AGRURAS FINANCEIRAS



                                                                                              Cunha e Silva Filho



                          O país dos bruzundangas limabarretianos está vivendo sérios problemas ligados, agora, ao custo de vida. Não podemos comprar o que fazíamos há pouco tempo, não podemos ter plano de saúde, sobretudo se passamos a barreira dos sessenta anos, para não falarmos dos oitenta, faixa etária na qual somos considerados carta fora do baralho na visão diabólica dos calculadores de tempo existencial, nem tampouco podemos comprar livros para atualizarmos. Mesmo os sebos estão, agora, com preços altos. Pobre de nós que amamos tanto os livros! 
                          É lógico que me reporto ao cidadão de classe média baixa, ou mesmo média propriamente dita. Que não me ouça do além meu contista João Antônio, nem tampouco H.L. Mencken (1880-1956), o célebre crítico literário americano, que para ela – a classe média -, até cunhou um termo, “booboise”, mistura, em inglês, de “bourgeoisie” e “boob”( pessoa estúpida).        
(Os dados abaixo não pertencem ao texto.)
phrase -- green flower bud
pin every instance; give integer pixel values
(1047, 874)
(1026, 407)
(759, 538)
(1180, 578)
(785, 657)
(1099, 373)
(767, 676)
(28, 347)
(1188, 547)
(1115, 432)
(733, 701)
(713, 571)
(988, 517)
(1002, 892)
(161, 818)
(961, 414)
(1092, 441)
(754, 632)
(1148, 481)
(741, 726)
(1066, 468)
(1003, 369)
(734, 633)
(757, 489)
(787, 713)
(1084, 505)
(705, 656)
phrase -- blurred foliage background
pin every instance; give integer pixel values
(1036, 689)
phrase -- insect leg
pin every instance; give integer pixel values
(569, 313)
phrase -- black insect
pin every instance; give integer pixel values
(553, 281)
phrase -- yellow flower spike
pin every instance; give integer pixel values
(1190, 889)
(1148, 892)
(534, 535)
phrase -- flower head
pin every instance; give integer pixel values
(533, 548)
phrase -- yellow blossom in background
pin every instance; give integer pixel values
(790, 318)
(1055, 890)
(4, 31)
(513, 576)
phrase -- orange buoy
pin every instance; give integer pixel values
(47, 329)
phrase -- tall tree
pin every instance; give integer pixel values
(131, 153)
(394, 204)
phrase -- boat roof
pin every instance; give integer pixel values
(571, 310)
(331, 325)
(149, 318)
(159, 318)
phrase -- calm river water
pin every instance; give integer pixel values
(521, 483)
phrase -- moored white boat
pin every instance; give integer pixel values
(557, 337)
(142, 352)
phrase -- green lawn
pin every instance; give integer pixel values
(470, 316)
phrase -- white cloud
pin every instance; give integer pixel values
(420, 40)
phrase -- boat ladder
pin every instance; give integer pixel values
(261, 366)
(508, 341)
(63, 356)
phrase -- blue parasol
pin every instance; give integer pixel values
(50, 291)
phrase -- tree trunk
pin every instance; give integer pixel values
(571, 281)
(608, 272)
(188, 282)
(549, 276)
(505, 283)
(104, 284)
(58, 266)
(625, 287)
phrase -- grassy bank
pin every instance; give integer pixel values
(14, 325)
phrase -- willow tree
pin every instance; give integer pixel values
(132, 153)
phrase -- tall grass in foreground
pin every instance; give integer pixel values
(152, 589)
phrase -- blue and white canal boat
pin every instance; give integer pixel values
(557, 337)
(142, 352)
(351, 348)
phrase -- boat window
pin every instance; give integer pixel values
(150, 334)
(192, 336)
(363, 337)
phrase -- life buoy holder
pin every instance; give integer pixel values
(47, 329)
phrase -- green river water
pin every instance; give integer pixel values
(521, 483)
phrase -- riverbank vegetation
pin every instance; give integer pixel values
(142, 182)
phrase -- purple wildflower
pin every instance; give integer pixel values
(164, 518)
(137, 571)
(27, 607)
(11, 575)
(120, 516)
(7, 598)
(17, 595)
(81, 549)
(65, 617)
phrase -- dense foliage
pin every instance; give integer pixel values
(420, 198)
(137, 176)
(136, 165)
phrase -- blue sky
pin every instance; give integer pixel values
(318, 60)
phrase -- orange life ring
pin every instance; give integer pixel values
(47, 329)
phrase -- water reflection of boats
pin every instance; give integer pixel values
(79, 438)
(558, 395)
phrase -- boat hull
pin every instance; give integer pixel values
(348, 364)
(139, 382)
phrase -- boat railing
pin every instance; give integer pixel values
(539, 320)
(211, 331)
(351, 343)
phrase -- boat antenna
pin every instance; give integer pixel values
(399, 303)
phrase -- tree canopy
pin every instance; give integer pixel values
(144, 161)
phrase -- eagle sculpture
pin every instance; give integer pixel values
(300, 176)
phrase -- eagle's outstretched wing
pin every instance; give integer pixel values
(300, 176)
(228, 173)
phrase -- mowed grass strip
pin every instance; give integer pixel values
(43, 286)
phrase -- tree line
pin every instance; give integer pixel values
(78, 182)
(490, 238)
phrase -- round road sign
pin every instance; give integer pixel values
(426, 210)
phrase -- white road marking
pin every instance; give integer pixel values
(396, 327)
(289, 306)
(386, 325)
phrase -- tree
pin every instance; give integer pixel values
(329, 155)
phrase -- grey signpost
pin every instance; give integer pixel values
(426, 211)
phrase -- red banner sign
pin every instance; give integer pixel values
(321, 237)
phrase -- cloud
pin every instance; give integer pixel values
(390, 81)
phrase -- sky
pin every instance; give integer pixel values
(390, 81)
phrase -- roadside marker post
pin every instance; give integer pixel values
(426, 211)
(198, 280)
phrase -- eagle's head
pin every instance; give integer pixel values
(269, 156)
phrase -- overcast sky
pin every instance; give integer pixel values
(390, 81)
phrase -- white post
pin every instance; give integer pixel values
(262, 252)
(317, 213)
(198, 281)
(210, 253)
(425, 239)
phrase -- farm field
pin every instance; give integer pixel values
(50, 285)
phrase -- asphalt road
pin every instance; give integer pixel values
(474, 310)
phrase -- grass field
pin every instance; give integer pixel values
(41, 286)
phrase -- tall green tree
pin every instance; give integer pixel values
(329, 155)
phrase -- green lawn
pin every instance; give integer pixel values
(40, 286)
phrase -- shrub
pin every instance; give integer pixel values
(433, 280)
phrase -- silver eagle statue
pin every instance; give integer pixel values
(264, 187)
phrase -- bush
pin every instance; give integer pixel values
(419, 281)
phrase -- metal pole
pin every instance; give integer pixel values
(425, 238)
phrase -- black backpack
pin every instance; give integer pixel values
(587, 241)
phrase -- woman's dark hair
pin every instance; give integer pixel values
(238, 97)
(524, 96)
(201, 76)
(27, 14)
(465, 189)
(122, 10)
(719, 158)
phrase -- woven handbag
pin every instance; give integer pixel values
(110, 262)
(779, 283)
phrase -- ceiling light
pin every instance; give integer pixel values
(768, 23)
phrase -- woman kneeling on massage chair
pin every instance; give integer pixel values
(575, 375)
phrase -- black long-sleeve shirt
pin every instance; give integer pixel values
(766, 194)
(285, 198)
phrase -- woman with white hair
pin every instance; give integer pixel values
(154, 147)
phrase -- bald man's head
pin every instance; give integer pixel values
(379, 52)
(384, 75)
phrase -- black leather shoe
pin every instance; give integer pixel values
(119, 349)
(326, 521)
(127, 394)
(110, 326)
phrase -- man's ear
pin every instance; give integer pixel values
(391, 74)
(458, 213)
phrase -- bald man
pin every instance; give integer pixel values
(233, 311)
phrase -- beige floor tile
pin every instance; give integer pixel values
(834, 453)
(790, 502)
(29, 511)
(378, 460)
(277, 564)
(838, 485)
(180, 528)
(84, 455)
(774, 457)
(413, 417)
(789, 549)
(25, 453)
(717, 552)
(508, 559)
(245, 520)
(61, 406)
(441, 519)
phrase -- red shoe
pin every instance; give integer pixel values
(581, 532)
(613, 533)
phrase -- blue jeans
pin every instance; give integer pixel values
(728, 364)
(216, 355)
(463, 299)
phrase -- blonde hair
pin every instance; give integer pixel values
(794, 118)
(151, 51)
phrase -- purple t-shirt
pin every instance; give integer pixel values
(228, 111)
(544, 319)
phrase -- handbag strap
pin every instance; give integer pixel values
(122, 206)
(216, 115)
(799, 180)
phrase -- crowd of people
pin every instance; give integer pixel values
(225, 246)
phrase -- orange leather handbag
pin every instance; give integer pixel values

                       É, pois, nessas faixas da pirâmide social que as agruras financeiras, da noite para o dia, recrudesceram. Muito estranha essa noite de núpcias com a economia. Foi apenas um intermezzo que rendeu muito auto-elogio do governo Lula, sempre arrotando ao povo grande eficiência no controle da economia brasileira... No entanto, a realidade, como a mentira, tem pernas curtas. O período de tranqüilidade global do neoliberalismo de mistura com estatismo-burocrático autoritário – que mixórdia pós-modernosa! - está se alterando e para pior. Haja vista o que os arúspices do FMI estão prevendo. Não adianta querer dissimular, como a Capitu machadiana, ao povo que estamos num mar de rosas do capitalismo global.
                     Na prática, o que está ocorrendo é justamente pressão do governo federal sobre a classe média, bode expiatório de todos os buracos escavados pela gastança desenfreada do Planalto com as ramificações estaduais já identificadas por parte do público esclarecido e da própria imprensa .
                    A cobrança escorchante do imposto de renda incidindo sobre os salários dos servidores públicos e privados se mantém inalterada, imperial, com mão de ferro. Há mais de uma década sofremos o arrocho salarial, que, na verdade, veio como herança do governo do FHC. Quando pagamos as cotas do Leão estamos pagando duas vezes, pois a primeira nos é retirada a fórceps no sofrido contracheque; a segunda, transformada em prestação compulsória, ou seja, uma espécie de confisco “legal”, de um dinheiro que se destinaria à nossa mera sobrevivência. Quando pagamos com a nossa sobrevivência, o governo está agindo autoritariamente. Mesmo pagando as tais cotas, ainda por cima nos cobram a tal selic atualizada e, agora, aumentando com a alta do juros determinada pelo governo. Estamos no tempo medieval, ou mesmo nas colônias do Império Romano?
                 Quanto aos aristocratas senhores da elite brasileira, ah, esses estão bem ancorados nos seus investimentos estratosféricos até além-fronteiras, nadando no ouro e nas festanças da high society, em igualdade de condições dos grandes burgueses de todos os continentes globalizados. Essa minoria, detentora da maior parte da riqueza do país, é claro, continua consumindo produtos skyhigh nas Dasluz da vida e sendo cortejada pelos colunismo social bajulatório e estéril dos grandes e pequenos jornais do país.
               Na base da pirâmide, a arraia-miúda, infelizmente alienada por razões de pobreza educacional, se farta e se contenta carnavalizada nos restos das migalhas dos diversos expedientes diabolicamente engendrados pelos donos do poder, através dos Bolsas-Família e dos PACs messiânicos e patrioteiros.
               Um dado da realidade social se mostra infinitamente coerente no que respeita à sua simetria com o descalabro da imoralidade política e do cinismo inveterado da política nacional: é a escalada desenfreada da violência em todo o país inflada sobretudo no eixo Rio-São Paulo. .Até parece que uma se reflete na outra como dois espelhos feitos dos mesmos instintos de barbárie e de crueldade. Na síntese dialética o que se tem é um mesmo quadro de podridão de práticas de ilicitude, um Dorian Gray - personagem famoso de Oscar Wilde (1856-1900) -, se olhando no próprio retrato, este tanto mais grotesco quanto mais se chafurda na iniqüidade moral. O país hoje é um circo de horrores.